Quando saí da África em 1994, percebi que não fui recebida como missionária; ao contrário, eu era considerada uma trabalhadora migrante que tinha vindo em busca de uma vida melhor. O meu desejo de doação total foi abalado quando muitas vezes fui atingida pelo facto de que se considera que uma pessoa africana tem pouco a oferecer. Percebi que para muitos fora da África, o continente só estava associado à pobreza, guerra, violência, desordem, vida primitiva, doenças, guerras étnicas, agitação política e corrupção. Embora essas realidades não possam ser negadas, a África também é uma terra de promessas, pela sua vida vibrante, resiliência, juventude, amor à comunidade, hospitalidade, generosidade e religiosidade.

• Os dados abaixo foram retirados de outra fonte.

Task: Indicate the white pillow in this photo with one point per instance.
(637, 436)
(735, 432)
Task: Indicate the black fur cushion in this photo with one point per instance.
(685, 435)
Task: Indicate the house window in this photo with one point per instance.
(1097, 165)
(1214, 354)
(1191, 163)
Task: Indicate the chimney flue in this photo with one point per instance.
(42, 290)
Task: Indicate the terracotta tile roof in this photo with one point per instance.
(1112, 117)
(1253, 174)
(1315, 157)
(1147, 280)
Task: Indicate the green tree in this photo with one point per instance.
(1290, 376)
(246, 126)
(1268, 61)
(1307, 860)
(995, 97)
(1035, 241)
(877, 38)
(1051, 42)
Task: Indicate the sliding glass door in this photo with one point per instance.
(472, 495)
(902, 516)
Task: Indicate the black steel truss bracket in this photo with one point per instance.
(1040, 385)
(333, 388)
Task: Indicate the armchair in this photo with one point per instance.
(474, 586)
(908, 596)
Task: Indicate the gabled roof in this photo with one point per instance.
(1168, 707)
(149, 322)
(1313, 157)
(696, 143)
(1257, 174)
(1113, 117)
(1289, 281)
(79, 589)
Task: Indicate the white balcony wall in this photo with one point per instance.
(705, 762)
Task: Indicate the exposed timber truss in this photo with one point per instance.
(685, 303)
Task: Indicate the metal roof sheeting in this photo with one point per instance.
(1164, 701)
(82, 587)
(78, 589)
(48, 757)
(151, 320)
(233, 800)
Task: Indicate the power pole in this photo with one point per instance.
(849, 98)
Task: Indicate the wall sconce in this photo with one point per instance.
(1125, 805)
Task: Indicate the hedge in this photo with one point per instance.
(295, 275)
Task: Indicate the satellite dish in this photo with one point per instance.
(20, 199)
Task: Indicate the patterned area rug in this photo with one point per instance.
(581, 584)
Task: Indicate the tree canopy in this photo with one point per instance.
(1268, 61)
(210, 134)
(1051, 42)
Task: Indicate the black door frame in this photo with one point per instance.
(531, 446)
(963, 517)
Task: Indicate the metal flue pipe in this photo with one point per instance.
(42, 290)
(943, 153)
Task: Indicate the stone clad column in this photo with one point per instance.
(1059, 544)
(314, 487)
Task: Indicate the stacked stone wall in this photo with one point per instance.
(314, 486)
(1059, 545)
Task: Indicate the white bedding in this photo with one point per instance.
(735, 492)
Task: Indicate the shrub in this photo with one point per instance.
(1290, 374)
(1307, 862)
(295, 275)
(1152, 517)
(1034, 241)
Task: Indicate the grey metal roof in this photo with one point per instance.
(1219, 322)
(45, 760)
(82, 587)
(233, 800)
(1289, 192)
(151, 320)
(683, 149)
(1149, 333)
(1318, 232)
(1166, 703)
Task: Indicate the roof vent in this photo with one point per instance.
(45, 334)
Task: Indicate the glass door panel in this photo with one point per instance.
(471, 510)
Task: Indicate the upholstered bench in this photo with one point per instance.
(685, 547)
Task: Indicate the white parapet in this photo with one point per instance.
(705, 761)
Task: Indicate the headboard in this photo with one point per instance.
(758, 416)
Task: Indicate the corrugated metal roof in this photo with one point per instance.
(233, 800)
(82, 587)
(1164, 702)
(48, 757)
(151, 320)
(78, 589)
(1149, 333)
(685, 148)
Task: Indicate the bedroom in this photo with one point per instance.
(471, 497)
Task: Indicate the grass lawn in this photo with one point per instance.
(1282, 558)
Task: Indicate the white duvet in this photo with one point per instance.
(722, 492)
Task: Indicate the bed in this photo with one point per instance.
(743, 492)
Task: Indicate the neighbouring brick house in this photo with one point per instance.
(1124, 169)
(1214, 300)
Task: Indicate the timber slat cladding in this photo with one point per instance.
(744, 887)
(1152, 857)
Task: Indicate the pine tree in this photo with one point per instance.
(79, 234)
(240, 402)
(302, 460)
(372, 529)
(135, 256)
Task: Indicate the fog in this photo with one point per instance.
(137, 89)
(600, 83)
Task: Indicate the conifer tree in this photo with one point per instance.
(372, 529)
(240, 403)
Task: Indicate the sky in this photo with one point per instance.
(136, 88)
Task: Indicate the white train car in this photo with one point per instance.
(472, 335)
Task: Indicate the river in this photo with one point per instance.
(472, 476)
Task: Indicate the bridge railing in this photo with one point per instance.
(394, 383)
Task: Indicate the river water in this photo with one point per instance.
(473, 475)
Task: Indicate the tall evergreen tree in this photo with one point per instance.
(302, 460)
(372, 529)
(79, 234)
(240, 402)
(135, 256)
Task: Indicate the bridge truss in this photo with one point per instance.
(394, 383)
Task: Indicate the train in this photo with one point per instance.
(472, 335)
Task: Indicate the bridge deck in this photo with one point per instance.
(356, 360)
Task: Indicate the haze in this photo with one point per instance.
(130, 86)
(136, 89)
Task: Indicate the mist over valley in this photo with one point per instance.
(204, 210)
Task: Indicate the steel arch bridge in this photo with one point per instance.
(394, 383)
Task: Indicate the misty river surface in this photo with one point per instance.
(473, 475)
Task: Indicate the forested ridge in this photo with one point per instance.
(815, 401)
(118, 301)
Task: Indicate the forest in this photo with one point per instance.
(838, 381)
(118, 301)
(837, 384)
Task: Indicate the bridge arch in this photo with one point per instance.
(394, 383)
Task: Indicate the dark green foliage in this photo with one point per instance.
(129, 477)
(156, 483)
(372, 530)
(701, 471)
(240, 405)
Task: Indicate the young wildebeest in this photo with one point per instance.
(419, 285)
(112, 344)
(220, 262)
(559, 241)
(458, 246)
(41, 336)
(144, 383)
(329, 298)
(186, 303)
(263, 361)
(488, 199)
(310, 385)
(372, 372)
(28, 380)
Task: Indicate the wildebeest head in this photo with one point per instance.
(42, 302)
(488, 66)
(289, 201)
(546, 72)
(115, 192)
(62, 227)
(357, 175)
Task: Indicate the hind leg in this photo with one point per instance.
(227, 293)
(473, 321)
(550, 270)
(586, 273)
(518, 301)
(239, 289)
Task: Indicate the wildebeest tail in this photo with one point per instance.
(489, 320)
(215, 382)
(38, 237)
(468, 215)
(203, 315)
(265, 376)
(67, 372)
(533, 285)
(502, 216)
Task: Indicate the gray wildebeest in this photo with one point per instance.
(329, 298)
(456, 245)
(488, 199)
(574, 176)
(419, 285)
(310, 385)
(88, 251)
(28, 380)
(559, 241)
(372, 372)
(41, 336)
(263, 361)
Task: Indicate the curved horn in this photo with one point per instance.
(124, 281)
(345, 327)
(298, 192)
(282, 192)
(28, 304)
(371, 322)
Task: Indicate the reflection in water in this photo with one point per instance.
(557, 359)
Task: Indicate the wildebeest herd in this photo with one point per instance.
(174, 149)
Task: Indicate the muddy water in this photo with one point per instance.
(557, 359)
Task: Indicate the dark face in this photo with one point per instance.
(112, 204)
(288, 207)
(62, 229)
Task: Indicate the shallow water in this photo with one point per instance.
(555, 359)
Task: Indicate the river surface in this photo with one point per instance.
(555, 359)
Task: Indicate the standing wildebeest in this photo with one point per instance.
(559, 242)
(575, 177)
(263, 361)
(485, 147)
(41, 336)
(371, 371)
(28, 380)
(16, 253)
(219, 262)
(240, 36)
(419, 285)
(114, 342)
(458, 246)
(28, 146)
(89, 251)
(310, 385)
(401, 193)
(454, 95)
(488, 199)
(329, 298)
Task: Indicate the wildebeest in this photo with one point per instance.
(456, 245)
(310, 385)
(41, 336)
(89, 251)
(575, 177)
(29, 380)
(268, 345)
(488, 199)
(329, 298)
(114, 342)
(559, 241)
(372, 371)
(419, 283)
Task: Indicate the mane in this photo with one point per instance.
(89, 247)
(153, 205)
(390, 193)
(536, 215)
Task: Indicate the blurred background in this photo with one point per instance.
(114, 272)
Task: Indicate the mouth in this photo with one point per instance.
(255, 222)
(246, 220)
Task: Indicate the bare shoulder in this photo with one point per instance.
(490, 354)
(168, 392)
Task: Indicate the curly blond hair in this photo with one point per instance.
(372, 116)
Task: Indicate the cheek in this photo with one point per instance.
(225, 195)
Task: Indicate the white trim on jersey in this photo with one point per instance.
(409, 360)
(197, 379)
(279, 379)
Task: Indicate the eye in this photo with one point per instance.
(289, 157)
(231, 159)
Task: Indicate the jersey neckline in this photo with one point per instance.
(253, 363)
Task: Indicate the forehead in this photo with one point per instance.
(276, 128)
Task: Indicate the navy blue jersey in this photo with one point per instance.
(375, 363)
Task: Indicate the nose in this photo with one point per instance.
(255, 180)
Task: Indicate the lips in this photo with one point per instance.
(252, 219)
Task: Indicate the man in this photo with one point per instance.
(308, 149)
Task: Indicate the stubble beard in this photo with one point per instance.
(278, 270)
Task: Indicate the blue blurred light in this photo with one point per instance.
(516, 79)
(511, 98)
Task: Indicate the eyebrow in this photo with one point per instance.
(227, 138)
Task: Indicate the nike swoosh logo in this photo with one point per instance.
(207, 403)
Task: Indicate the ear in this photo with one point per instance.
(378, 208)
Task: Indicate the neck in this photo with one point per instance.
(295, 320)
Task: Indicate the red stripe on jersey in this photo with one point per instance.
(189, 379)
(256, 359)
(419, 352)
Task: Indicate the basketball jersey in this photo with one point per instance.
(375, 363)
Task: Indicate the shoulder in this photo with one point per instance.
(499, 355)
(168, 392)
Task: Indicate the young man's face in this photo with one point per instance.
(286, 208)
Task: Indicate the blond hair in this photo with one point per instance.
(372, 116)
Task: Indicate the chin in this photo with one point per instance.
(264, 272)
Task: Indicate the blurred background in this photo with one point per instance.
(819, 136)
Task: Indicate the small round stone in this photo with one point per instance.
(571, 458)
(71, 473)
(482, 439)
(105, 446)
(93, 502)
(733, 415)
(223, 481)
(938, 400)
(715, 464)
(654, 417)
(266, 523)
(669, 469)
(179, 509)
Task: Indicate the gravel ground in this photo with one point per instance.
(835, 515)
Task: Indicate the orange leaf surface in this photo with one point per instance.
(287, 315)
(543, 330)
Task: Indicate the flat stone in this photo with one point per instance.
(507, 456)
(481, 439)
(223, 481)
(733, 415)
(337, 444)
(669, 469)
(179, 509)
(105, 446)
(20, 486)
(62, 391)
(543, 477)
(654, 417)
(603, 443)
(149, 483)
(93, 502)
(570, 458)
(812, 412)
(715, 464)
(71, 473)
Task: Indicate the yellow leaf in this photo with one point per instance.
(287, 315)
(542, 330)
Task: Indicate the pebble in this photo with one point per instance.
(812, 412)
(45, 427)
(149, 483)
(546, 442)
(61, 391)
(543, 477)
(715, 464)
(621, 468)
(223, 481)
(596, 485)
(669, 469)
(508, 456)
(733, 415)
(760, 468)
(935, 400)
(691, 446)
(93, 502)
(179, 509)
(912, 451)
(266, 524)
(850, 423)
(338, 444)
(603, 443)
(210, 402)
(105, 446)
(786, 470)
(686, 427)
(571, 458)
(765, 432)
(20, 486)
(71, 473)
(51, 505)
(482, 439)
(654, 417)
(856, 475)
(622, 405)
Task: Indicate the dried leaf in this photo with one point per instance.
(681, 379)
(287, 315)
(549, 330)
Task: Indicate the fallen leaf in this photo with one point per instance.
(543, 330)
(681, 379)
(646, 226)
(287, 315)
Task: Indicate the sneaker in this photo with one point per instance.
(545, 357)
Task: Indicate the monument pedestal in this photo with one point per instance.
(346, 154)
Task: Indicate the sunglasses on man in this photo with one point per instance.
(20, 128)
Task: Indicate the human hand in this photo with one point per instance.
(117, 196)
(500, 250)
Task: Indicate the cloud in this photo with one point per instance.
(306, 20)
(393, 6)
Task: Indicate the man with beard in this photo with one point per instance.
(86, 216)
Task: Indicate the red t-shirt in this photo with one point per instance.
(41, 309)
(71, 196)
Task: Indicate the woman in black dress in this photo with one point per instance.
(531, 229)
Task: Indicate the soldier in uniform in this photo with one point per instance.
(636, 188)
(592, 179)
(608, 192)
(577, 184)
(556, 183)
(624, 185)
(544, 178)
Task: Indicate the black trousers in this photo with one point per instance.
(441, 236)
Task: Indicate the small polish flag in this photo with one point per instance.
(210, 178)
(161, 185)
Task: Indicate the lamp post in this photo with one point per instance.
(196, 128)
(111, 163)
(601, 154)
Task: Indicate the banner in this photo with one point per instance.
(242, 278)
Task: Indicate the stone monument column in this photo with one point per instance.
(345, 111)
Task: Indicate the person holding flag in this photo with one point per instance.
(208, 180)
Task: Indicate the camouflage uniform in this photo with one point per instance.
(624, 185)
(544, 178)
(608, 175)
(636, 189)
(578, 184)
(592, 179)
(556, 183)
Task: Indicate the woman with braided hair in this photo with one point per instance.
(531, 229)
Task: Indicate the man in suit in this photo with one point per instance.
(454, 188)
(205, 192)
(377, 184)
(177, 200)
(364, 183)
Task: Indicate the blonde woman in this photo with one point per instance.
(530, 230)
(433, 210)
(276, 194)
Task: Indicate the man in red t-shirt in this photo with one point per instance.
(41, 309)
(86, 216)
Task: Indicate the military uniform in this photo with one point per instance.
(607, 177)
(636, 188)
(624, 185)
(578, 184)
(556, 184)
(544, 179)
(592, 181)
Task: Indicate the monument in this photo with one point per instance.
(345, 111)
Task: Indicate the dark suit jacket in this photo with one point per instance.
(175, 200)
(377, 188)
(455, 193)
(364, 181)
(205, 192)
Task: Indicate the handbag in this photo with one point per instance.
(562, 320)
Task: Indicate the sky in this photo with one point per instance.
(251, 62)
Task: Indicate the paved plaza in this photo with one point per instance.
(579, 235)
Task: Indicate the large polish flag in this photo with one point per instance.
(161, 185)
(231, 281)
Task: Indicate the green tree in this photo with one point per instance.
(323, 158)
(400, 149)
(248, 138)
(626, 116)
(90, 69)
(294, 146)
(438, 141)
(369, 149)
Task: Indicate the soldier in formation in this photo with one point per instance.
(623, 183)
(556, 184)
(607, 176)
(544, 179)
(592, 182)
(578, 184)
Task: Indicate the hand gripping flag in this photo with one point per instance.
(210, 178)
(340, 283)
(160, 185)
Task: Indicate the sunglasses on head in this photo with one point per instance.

Como missionária da África, aprendi a abraçar essa vulnerabilidade que os preconceitos me impõem, enquanto humildemente assumo a dignidade de mudar a narrativa. Somos todas vítimas da síndrome da história única, construída com base nos preconceitos dos outros sobre nós. Todos carregamos o fardo da nossa identidade e isto torna-se mais evidente quando saímos do nosso próprio meio, somos afetados pelo julgamento dos outros. A escritora nigeriana Chimamanda Ngozi Adichie articulou lindamente: “Não é que a história única não seja verdadeira, mas não é a única história”...

Como missionários, somos chamados a construir a comunhão nesta diversidade abraçando a sua beleza e fragilidade. Ao concluir esta reflexão, desafio-me a mim mesma e a cada um de nós a abraçar a nossa vulnerabilidade. A minha vulnerabilidade como mulher dentro de uma sociedade e Igreja patriarcais, uma africana num mundo de disputas de poder global, uma religiosa num mundo de crescente indiferença e intolerância religiosa, uma missionária num mundo xenófobo e um apelo à periferia num mundo onde apenas o centro importa. Para mim isto significa abraçar a vulnerabilidade a partir de cima e a partir de baixo

(Este texto é uma sinopse de uma palestra dada pela irmã Anne Falola durante a plenária da uisg de 2022. A irmã Anne é uma religiosa missionária de Nossa Senhora dos Apóstolos ( ola ). Ela possui diplomas em Aconselhamento e Espiritualidade cristã. As suas áreas de atuação missionária incluem: ensino, trabalho pastoral e social, diálogo inter-religioso e animação missionária na Nigéria, na Argentina e no Reino Unido. Atualmente é conselheira-geral da sua gongregação e reside em Roma).